Le mois dernier, le parlement afghan a voté la suspension de la députée Malalai Joya pour avoir dit lors d’une entrevue télévisée que le parlement était « pire qu’une étable ». Au moins, a-t-elle dit, les vaches donnent du lait aux gens, les ânes transportent de lourdes charges et les chiens sont fidèles.  Le parlement, par déduction, ne donne rien au peuple afghan. Après avoir montré la séquence, le porte-parole du parlement a demandé un vote pour l’empêcher de se présenter au parlement pour la durée de son mandat de cinq ans qui se termine en 2010. Une majorité a voté en faveur de la motion. 

S’exprimant par la suite, Joya a déclaré: « Depuis que j’ai commencé ma lutte pour les droits de l’homme en Afghanistan, pour les droits des femmes, ces criminels, ces trafiquants de drogue se sont dressés contre moi dès que j’ai élevé la voix ». Durant la loya jirga tenue en 2003 pour faire adopter la constitution et durant sa propre présence au parlement en 2006, Joya a qualifié les législateurs de « seigneurs de guerre. » L’an dernier, on lui a lancé des bouteilles d’eau.
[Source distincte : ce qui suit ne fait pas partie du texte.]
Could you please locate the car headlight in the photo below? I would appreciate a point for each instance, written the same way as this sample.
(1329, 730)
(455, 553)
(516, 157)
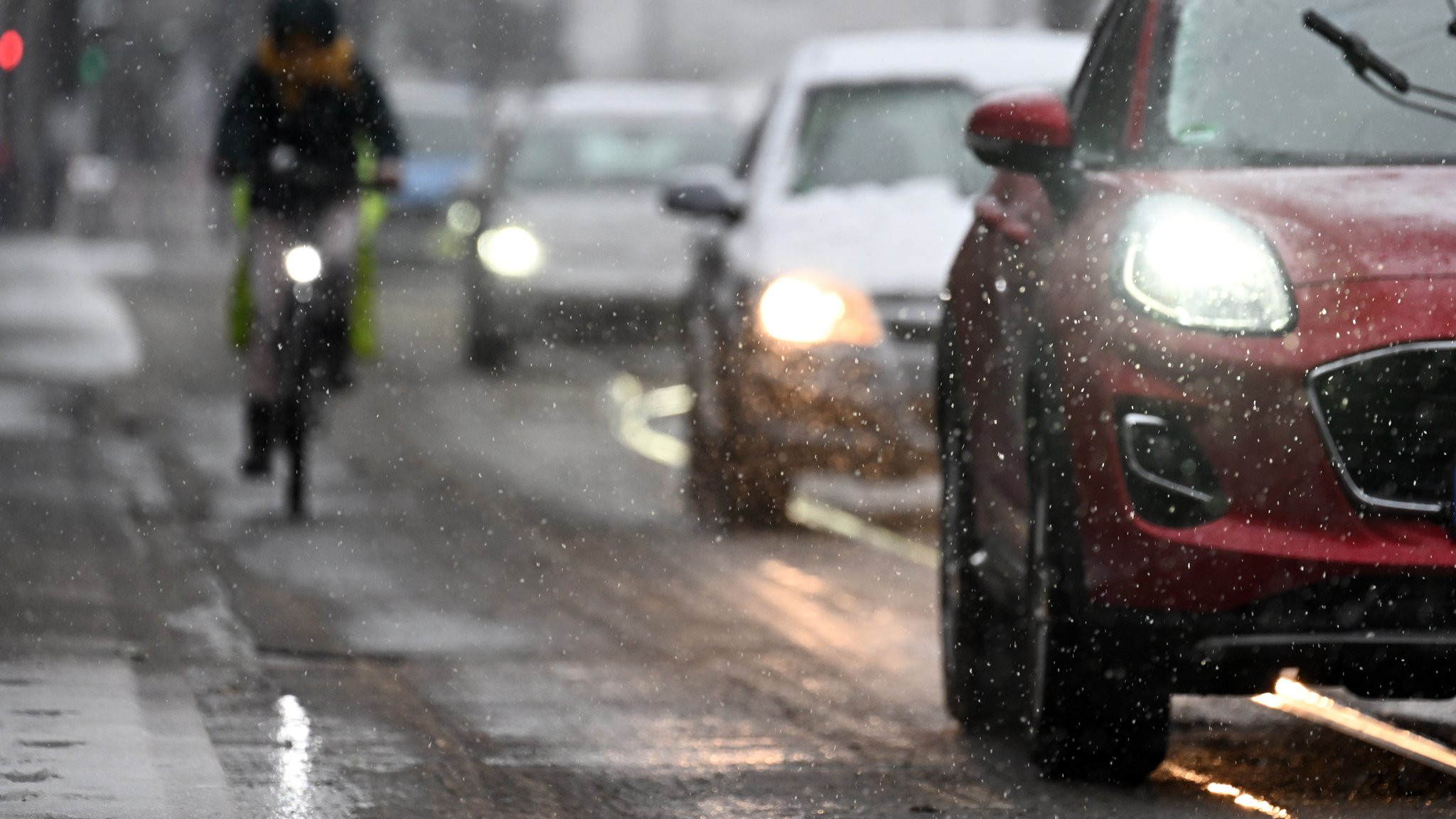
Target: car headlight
(1196, 266)
(304, 264)
(811, 309)
(510, 251)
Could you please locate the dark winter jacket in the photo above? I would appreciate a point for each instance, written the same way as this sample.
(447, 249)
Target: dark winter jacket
(321, 126)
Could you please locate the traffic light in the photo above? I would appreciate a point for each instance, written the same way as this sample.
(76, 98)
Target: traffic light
(12, 50)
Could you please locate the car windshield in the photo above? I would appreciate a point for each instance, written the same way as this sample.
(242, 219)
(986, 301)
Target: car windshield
(616, 154)
(1251, 86)
(886, 134)
(433, 134)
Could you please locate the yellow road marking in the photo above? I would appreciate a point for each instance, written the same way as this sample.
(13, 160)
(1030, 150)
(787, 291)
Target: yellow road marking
(1239, 798)
(637, 410)
(1293, 698)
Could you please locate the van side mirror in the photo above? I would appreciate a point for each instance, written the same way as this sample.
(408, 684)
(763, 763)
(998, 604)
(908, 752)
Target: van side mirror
(707, 191)
(1027, 132)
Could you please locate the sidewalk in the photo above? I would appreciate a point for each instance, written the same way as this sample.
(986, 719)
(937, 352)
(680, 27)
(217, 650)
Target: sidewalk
(97, 720)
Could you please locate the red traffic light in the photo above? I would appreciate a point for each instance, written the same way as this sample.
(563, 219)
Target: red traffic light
(12, 48)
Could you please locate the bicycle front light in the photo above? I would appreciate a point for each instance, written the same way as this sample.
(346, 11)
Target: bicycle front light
(1192, 264)
(304, 264)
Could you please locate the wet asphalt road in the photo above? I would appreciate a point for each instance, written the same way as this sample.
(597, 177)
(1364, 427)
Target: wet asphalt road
(498, 609)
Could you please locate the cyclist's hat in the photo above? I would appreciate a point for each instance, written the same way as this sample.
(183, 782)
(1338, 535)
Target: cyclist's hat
(315, 19)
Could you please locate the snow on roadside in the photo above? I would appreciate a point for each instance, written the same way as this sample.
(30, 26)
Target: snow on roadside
(60, 316)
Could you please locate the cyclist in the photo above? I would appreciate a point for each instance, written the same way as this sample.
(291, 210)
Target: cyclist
(305, 102)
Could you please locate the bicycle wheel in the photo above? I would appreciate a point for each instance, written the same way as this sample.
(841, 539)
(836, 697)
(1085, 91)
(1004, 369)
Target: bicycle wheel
(296, 397)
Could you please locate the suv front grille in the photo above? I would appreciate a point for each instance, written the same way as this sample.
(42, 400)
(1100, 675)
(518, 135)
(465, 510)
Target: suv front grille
(1389, 422)
(911, 318)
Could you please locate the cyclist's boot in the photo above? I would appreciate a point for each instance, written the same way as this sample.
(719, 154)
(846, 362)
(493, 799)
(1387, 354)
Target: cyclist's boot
(338, 358)
(257, 461)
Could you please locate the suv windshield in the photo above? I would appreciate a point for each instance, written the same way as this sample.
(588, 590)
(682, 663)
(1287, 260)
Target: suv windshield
(1251, 86)
(886, 134)
(616, 154)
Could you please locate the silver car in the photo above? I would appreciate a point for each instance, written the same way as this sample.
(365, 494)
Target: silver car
(575, 241)
(815, 295)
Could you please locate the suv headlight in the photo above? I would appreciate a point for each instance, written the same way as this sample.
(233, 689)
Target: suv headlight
(1192, 264)
(807, 308)
(510, 251)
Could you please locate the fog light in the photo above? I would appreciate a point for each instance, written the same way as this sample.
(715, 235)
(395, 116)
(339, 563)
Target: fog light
(1169, 480)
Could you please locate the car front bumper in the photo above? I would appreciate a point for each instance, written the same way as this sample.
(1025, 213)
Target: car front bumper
(1288, 520)
(840, 408)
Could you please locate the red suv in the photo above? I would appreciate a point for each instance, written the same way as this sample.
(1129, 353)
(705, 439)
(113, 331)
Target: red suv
(1199, 376)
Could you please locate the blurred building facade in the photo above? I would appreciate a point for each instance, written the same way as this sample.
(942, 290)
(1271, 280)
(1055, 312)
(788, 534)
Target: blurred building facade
(751, 38)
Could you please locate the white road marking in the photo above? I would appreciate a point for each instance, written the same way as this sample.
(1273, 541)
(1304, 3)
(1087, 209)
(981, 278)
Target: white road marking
(637, 410)
(1293, 698)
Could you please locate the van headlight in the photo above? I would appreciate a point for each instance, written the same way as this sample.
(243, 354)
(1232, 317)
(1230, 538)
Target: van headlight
(510, 251)
(1192, 264)
(811, 309)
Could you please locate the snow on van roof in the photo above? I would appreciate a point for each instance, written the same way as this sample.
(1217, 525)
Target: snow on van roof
(632, 100)
(432, 97)
(986, 59)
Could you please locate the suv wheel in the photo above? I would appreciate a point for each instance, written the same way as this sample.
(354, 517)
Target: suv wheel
(976, 636)
(733, 480)
(1096, 709)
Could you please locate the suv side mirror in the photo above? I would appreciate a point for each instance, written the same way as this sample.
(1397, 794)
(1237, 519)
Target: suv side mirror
(708, 191)
(1027, 132)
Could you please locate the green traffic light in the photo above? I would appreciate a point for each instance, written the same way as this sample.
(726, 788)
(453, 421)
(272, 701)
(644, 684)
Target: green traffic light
(94, 65)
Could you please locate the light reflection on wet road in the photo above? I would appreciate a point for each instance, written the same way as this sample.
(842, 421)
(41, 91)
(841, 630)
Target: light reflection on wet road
(294, 764)
(543, 633)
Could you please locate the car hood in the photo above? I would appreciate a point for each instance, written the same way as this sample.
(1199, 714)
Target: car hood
(1334, 225)
(601, 237)
(883, 240)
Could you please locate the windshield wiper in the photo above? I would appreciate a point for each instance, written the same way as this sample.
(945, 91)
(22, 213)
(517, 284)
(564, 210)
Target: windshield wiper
(1365, 62)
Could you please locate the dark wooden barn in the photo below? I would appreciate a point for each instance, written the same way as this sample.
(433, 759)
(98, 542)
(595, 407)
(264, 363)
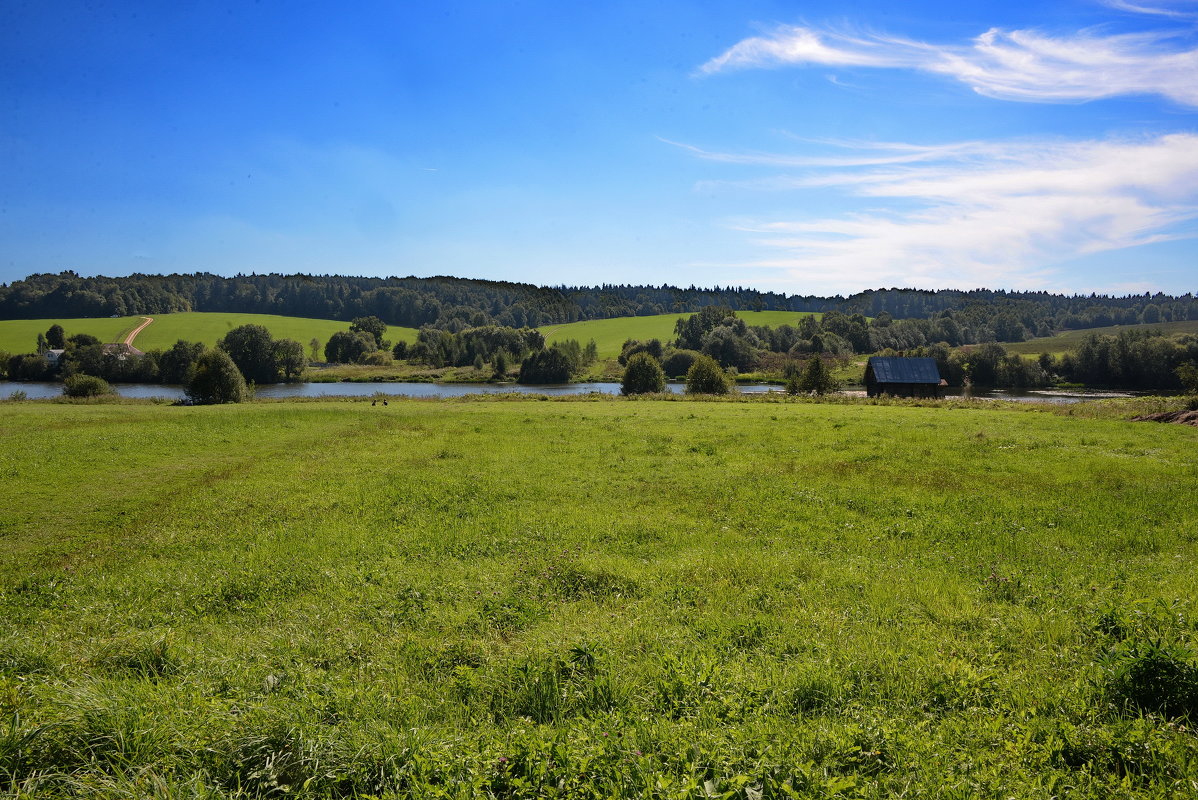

Elle dit aussi avoir été menacée de viol. Depuis sa suspension du parlement, elle a averti que s’il lui arrivait quelque chose « tout le monde saurait » qui sont les responsables. 

Tant Zakia Zaki que Malalai Joya ont été l’objet de documentaires en Occident. Zaki est apparue dans l’émission spéciale en 2005 sur le droit des femmes Si je me lève.  Joya était le point central du documentaire en 2005 sur les élections en Afghanistan, Les ennemis du bonheur. Ils étaient présentés comme étant la preuve vivante que l’invasion américaine de 2001 apportait des changements fondamentaux.

En réalité, malgré les beaux discours sur la démocratie, y compris sur les droits des femmes, le but de l’administration Bush était d’établir la domination américaine en Afghanistan, qui est situé stratégiquement près des régions riches en ressources de l’Asie centrale et du Moyen-Orient. Washington n’a pas la moindre intention de miner son réseau de seigneurs de guerre et de chefs tribaux sur lequel s’appuie son occupation. Ce n’est pas Washington qui va exiger qu’ils soient délogés du pouvoir et traînés devant les tribunaux pour répondre de leurs crimes.